Crosstalk between (Pro)renin receptor and COX-2 in the renal medulla during angiotensin II-induced hypertension

- AngII infusion induces parallel increases in renal medullary expression of PRR and COX-2.
- PRR activation increases PGE2 release and COX-2 expression via ERK1/2.
- COX-2-derived PGE2via EP4 stimulates PRR expression and renin activity.
- The interaction of PRR and COX-2 is a key to AngII-induced renin response in the distal nephron.
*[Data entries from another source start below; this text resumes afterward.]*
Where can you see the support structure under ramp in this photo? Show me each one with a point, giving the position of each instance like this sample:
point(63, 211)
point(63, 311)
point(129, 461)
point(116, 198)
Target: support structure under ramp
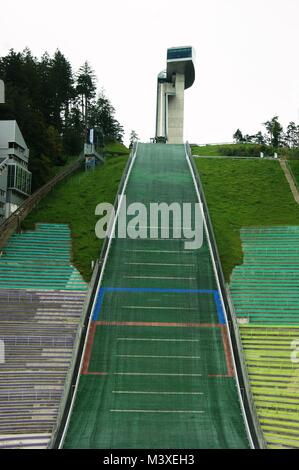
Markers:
point(179, 75)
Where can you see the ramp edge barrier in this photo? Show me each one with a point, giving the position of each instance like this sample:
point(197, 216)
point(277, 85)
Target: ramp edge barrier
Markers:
point(73, 376)
point(251, 421)
point(12, 223)
point(292, 174)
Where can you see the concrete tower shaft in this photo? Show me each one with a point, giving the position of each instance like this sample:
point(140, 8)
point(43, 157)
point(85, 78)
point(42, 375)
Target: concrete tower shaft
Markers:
point(180, 75)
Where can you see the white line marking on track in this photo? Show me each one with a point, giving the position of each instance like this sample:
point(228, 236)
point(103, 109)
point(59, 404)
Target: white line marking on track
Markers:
point(160, 277)
point(157, 373)
point(160, 357)
point(157, 411)
point(160, 264)
point(159, 308)
point(156, 393)
point(158, 339)
point(160, 251)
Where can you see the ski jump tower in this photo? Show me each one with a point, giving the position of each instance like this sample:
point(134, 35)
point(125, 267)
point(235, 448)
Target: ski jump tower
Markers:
point(172, 83)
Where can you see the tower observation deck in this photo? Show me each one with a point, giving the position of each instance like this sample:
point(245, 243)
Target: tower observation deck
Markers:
point(179, 75)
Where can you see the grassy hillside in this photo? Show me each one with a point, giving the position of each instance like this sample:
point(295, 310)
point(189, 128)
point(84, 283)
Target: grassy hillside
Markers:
point(74, 201)
point(244, 193)
point(243, 150)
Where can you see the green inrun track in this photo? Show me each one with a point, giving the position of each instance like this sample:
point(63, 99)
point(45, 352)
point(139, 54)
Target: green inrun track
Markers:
point(157, 370)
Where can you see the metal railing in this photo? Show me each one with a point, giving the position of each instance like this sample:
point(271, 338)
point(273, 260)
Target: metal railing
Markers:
point(241, 371)
point(292, 174)
point(12, 223)
point(71, 380)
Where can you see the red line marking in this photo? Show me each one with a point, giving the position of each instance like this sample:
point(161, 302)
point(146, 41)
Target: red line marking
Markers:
point(87, 354)
point(227, 351)
point(133, 323)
Angiotensin II (AngII) is an octapeptide hormone that plays a central role in regulation of sodium balance, plasma volume, and blood pressure. Its role in the pathogenesis of hypertension is highlighted by the wide use of inhibitors of the renin-angiotensin system (RAS) as the first-line antihypertensive therapy. However, despite intensive investigation, the mechanism of AngII-induced hypertension is still incompletely understood. Although diverse pathways are likely involved, increasing evidence suggests that the activation of intrarenal RAS may represent a dominant mechanism of AngII-induced hypertension. (Pro)renin receptor (PRR), a potential regulator of intrarenal RAS, is expressed in the intercalated cells of the collecting duct (CD) and induced by AngII, in parallel with increased renin in the principal cells of the CD. Activation of PRR elevated PGE2 release and COX-2 expression in renal inner medullary cells whereas COX-2-derived PGE2via the EP4 receptor mediates the upregulation of PRR during AngII infusion, thus forming a vicious cycle. The mutually stimulatory relationship between PRR and COX-2 in the distal nephron may play an important role in mediating AngII-induced hypertension.